Growth Energy to IRS: Biofuels Producers Are Eligible for SAF Tax Incentives

Growth Energy urged the Internal Revenue Service (IRS) to ensure biofuels qualify for sustainable aviation fuel tax credits.

WASHINGTON, D.C.—Today, Growth Energy, the nation’s largest biofuels trade association, submitted a letter to the U.S. Internal Revenue Service (IRS) outlining why the IRS should ensure that American producers of bioethanol can certify eligibility for the sustainable aviation fuel (SAF) tax credits enacted in sections 40B and 45Z of the Inflation Reduction Act (IRA) in a manner that is focused solely on the lifecycle greenhouse gas (GHG) emissions reductions of SAF.

In the letter, Growth Energy urges IRS to “interpret the 40B and 45Z certification process as calling for a workable alternative to CORSIA’s requirements for the certification of SAF that is based on criteria that reasonably relate to substantiating the lifecycle emissions of the fuel.” Growth stated further that “the IRS should clarify these certification criteria in conjunction with confirming that GREET are an acceptable ‘similar methodology’ for determining lifecycle greenhouse reductions” of SAF.

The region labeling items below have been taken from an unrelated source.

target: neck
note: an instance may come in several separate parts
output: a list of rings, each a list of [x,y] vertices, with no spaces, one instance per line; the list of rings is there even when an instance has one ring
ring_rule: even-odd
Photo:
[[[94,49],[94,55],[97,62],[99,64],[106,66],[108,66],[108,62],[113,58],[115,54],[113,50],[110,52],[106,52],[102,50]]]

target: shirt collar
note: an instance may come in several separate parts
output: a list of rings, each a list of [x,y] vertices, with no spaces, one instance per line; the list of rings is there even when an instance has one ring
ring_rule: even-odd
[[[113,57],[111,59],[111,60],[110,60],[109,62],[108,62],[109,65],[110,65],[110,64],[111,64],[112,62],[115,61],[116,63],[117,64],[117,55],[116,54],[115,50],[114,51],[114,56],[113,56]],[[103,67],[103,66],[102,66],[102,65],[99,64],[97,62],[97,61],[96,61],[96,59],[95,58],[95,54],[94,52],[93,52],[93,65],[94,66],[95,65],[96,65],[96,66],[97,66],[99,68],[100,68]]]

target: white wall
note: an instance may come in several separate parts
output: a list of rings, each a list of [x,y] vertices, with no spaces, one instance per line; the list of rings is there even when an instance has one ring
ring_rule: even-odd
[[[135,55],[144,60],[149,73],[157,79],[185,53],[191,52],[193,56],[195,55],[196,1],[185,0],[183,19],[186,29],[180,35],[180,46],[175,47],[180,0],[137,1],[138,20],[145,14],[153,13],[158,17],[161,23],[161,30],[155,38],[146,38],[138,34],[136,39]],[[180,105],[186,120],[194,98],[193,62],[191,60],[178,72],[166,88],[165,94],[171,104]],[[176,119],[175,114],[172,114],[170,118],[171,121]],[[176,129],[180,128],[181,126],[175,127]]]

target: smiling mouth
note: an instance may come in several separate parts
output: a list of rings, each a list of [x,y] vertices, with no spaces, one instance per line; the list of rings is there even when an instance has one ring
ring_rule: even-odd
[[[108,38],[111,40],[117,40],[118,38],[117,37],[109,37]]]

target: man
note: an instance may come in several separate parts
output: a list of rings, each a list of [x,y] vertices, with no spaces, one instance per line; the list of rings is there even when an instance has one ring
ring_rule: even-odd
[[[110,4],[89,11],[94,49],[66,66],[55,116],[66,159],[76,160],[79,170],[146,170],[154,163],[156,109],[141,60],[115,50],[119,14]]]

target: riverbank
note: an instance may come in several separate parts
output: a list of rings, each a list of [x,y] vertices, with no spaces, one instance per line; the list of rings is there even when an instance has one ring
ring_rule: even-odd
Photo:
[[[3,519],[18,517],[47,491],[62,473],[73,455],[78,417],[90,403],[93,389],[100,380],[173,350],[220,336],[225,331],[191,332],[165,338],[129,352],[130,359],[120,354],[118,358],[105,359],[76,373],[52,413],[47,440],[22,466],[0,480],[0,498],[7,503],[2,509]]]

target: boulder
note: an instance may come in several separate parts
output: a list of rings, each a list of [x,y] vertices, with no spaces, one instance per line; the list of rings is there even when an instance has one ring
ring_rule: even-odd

“Treasury has the power to ensure that American companies, American workers, and American communities benefit from growth in the still-nascent SAF market,” said Growth Energy CEO Emily Skor. “That’s why it’s critical that IRS shape its policies in a way that recognizes the importance of bioethanol as a potential feedstock for SAF and reflects Congress’ intent that IRA incentives be assessed on their lifecycle GHG emissions reduction potential, and nothing more. As we note in our letter, a number of our members have already made substantial investments in SAF production, and the IRA’s Section 40B and 45Z tax credits have the potential to greatly accelerate this trend.”

This is the fifth letter Growth Energy has sent to the U.S. Treasury Department in the last 12 months urging the agency to make bioethanol a centerpiece of its tax policy pertaining to SAF production. Read our other letters and learn more about SAF at growthenergy.org/saf.

Background

Section 40B(f) of the Inflation Reduction Act (IRA) gives taxpayers claiming SAF credits a choice of certification schemes to certify compliance with SAF credit eligibility requirements: (1) “general requirements, supply chain traceability requirements, and information transmission requirements” issued by the International Civil Aviation Organization (ICAO) under the Carbon Offsetting and Reduction Scheme for International Aviation (CORSIA) framework; or (2) “requirements similar” to those established under CORSIA for those taxpayers who use an “alternative methodology” to CORSIA to calculate lifecycle GHG emissions, as allowed under Section 40B(e).

The CORSIA eligibility requirements for the Section 40B and Section 45Z SAF tax incentives that are currently in place, and were in place at the enactment of the IRA, relate to ensuring the integrity of the lifecycle greenhouse gas (GHG) analysis of candidate feedstocks, including, for example, a requirement that feedstocks for sustainable aviation fuel (SAF) do not originate from forestland converted to agricultural production after 2007, and related supply chain traceability requirements. At their core, such requirements provide mechanisms to substantiate the lifecycle GHG reductions of the SAF. Beginning in 2024, however, the general requirements for certification under the CORSIA framework will include expansive new “sustainability criteria” that reach far beyond lifecycle GHG analysis into issues such as labor standards, community engagement, and other socioeconomic conditions of the region where the SAF is produced.

As explained in detail in Growth Energy’s letter, given the focus of the IRA on reducing lifecycle GHG emissions from aviation fuel, it would be unreasonable to interpret Congress’ intent in passing the IRA to require all of the far-reaching, new sustainability criteria under CORSIA to apply to the certification process under Sections 40B and 45Z. Moreover, requiring compliance with each of the newly-applicable sustainability criteria in 2024 would be burdensome or potentially infeasible for many SAF producers.